All About Photons

What is Time?

One second is 9.2 billion oscillations of a photon with 3.8×10⁻⁵ eVolts of energy.

Atomic Clocks: If one of these photons hits an electron sitting somewhere trapped in a Cesium atom at some energy level, it will be absorbed by that electron and cause that electron to "flip" its magnetic orientation. The Cesium atom is such that an upside down magnet is stable for a short time within the Cesium atom. Sometime later, that electron will "flip" back to it's normal magnetic orientation and will emit a photon with 3.8×10⁻⁵ eVolts of energy, allowing for continuous generation of photons with exactly 3.8×10⁻⁵ eVolts of energy.

Context: In our measurement of time, our clocks, depend on the gravity field that they are in. Specially, the photon oscillates slower in a high gravitational field (wavelength is longer). The photon still has the same energy, so it will still cause the electron to flip and your clock will run. This clock though, when compared to another clock in a lower gravitational field will have the number of oscillations per second different (less oscillations in the high gravity field), hence time runs slower in a high gravitational field.

Modelling Photons




The photon is a harmonic oscillator with a restoring potential known as the Planck constant (h). Planck’s constant, relates the amount of energy stored in a photon to its wavelength, E = h / λ. Put another way, Planck’s constant tells you the amount of time it takes the photon to undergo one cycle of whatever its doing given that the photon has a specific amount of energy.

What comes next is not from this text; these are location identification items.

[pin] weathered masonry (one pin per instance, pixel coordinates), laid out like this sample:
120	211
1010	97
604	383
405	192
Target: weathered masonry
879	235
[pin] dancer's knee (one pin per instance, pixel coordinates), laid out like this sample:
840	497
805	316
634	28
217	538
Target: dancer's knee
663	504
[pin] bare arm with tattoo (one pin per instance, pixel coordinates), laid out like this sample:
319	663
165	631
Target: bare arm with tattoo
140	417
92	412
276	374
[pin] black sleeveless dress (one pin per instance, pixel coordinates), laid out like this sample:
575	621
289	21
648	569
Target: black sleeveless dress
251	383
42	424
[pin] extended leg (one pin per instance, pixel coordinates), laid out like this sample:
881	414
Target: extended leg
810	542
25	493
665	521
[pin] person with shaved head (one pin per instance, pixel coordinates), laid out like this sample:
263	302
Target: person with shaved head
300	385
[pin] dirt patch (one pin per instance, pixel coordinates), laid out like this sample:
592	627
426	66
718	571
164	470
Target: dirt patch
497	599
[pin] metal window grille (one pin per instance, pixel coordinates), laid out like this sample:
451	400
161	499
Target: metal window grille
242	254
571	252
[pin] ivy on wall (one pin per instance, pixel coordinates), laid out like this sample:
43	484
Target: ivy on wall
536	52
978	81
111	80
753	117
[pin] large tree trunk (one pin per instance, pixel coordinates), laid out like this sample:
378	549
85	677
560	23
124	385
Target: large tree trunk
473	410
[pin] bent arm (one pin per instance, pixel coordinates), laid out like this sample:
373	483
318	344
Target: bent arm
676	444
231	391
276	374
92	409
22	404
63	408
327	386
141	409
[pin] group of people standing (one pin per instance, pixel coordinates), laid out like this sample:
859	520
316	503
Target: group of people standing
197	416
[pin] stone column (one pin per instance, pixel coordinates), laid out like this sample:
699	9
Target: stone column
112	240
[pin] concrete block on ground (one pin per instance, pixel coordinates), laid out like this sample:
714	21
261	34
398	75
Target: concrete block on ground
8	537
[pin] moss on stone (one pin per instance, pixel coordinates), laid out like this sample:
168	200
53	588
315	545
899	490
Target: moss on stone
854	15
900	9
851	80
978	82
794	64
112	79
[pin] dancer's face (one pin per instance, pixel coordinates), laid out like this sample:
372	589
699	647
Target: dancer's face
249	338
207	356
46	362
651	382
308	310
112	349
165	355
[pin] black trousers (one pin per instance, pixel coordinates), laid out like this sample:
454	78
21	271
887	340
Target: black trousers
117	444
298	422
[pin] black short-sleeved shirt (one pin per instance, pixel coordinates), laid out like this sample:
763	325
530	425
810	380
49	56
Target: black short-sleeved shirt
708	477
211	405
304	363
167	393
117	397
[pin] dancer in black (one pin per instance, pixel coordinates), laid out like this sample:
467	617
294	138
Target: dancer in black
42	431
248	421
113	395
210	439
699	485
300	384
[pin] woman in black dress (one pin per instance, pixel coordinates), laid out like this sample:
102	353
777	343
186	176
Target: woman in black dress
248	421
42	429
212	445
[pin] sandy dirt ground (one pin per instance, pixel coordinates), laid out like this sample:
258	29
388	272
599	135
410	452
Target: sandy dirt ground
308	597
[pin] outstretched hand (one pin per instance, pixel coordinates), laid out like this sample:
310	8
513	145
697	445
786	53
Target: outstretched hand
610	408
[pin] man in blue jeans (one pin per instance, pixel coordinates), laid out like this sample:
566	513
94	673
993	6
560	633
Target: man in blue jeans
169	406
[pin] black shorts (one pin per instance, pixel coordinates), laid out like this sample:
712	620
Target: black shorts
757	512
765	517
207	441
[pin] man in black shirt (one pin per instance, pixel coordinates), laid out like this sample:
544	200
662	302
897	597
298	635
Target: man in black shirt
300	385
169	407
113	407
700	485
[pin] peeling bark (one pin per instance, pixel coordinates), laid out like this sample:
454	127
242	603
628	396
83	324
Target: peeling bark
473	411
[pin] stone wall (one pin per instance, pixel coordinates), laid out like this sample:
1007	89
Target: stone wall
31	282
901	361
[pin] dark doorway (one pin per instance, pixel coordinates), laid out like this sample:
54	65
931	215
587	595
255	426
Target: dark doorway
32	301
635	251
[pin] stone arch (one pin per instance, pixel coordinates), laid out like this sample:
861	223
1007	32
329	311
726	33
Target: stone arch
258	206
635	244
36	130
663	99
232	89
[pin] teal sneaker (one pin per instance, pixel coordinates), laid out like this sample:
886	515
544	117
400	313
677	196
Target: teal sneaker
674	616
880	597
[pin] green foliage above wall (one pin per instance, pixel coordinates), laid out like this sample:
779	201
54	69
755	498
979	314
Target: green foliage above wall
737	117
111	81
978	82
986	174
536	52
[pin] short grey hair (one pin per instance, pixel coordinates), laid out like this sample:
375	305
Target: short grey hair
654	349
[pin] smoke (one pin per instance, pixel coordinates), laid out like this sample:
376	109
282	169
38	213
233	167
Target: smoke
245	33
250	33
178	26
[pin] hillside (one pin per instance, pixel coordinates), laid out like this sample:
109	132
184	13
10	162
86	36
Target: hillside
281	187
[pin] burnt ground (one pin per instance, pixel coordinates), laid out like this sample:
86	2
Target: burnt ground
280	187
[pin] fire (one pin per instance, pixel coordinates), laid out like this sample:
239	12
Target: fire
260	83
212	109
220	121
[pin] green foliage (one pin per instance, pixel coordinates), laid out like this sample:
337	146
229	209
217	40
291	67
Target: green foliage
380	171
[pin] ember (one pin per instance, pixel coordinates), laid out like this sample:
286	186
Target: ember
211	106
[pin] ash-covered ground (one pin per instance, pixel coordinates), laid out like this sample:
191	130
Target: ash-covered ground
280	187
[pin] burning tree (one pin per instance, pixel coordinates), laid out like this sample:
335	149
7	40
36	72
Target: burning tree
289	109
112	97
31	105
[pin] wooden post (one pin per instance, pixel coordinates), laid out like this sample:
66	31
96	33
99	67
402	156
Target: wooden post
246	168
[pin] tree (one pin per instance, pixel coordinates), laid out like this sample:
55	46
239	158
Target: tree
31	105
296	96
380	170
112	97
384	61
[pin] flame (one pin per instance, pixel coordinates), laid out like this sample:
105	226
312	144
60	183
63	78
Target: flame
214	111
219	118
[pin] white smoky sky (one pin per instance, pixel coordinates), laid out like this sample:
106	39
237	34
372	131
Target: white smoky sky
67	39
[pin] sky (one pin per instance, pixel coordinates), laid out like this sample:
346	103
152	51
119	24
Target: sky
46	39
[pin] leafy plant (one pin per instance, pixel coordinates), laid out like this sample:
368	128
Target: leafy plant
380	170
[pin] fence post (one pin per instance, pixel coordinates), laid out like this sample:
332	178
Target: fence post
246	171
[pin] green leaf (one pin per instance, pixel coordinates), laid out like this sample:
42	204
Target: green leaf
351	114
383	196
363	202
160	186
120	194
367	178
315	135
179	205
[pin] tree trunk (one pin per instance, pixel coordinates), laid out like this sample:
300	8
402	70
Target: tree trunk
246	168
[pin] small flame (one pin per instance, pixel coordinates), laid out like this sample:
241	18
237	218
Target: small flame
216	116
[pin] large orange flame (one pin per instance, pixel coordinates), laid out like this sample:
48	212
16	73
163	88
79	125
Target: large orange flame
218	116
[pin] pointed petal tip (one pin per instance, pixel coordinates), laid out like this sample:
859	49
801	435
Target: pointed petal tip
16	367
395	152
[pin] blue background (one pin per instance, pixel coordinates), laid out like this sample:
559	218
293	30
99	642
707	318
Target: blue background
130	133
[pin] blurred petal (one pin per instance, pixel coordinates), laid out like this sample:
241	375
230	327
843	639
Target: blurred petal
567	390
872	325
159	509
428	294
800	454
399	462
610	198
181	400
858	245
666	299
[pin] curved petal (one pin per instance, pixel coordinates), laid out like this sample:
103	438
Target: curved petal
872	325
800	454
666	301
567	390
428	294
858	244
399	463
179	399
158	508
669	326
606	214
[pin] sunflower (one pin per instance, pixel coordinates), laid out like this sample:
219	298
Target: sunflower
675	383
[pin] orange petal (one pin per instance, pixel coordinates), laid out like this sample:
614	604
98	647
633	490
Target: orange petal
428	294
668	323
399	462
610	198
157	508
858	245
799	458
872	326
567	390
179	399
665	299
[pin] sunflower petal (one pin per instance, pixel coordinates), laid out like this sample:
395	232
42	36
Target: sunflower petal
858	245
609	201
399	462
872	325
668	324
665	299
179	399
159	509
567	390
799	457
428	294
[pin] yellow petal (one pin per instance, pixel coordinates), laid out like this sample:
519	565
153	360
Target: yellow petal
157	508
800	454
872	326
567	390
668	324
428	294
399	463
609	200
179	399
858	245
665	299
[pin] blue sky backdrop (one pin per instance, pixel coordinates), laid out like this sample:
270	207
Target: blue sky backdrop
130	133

Viewing the photon as a moving harmonic oscillator allows each oscillator to store a specific amount of energy. If you split the oscillator, you end up with two oscillators (photons), each of which has 1/2 the energy of the original oscillator (photon). The next step is to put these photons in motion and watch them interact with each other in a small cavity over a period of time.

Oscillating photons of one energy level are generated at random locations throughout a resonating cavity. A partially reflective mirror lets some photons 'leak' out one side. Photons only 'leak' past the mirror if their electrical phase is at a minimum and is growing. All photons emitted from the laser have a common starting point and phase, producing a cohearent laser beam.

The Michelson interferometer is used to measure tiny differences in length along two different light paths. A laser light source is split into two arms with a beamsplitter. Each arm is reflected back toward the beamsplitter which then combines their amplitudes. The resulting interference pattern will record a fringe pattern.